Partial annealing of a coupled mean-field spin-glass model with an embedded pattern

TL;DR

This paper investigates a partially annealed mean-field spin-glass model with an embedded pattern, revealing phase transitions and the influence of temperature ratios on pattern stability and system behavior.

Contribution

It introduces a new model with partial annealing, showing how interaction correlations and phase diagrams depend on temperature ratios, and identifies reentrant transitions unique to this setup.

Findings

Three distinct phases: paramagnetic, ferromagnetic, spin-glass.

Reentrant transition from ferromagnetic to spin-glass phase.

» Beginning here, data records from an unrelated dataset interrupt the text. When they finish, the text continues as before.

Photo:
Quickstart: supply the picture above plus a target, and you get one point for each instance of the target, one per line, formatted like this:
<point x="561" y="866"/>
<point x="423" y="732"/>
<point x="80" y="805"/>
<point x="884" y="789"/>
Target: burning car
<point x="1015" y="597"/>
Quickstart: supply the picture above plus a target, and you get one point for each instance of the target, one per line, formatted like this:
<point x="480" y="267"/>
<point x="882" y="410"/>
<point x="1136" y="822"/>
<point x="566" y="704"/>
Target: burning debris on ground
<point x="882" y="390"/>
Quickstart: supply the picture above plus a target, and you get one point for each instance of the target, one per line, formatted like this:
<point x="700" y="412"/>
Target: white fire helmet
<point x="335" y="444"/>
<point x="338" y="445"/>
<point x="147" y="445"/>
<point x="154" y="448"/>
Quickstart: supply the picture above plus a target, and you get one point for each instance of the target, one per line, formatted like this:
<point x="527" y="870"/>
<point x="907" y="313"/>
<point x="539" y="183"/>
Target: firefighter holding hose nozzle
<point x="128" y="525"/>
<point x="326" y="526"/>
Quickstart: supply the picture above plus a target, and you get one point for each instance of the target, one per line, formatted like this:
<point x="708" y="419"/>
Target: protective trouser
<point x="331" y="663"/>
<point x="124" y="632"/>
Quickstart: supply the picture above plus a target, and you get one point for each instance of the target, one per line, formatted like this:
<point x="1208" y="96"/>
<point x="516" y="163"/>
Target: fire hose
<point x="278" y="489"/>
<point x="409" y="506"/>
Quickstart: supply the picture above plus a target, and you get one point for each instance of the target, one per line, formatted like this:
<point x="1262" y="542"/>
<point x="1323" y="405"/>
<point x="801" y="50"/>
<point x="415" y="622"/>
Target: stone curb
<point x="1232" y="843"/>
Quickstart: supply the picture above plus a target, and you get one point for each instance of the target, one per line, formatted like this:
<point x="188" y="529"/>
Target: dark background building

Embedded pattern stability depends on temperature ratio n.

Abstract

A partially annealed mean-field spin-glass model with a locally embedded pattern is studied. The model consists of two dynamical variables, spins and interactions, that are in contact with thermal baths at temperatures T_S and T_J, respectively. Unlike the quenched system, characteristic correlations among the interactions are induced by the partial annealing. The model exhibits three phases, which are paramagnetic, ferromagnetic and spin-glass phases. In the ferromagnetic phase, the embedded pattern is stably realized. The phase diagram depends significantly on the ratio of two temperatures n=T_J/T_S. In particular, a reentrant transition from the embedded ferromagnetic to the spin-glass phases with T_S decreasing is found only below at a certain value of n. This indicates that above the critical value n_c the embedded pattern is supported by local field from a non-embedded region. Some equilibrium properties of the interactions in the partial annealing are also discussed in terms of frustration.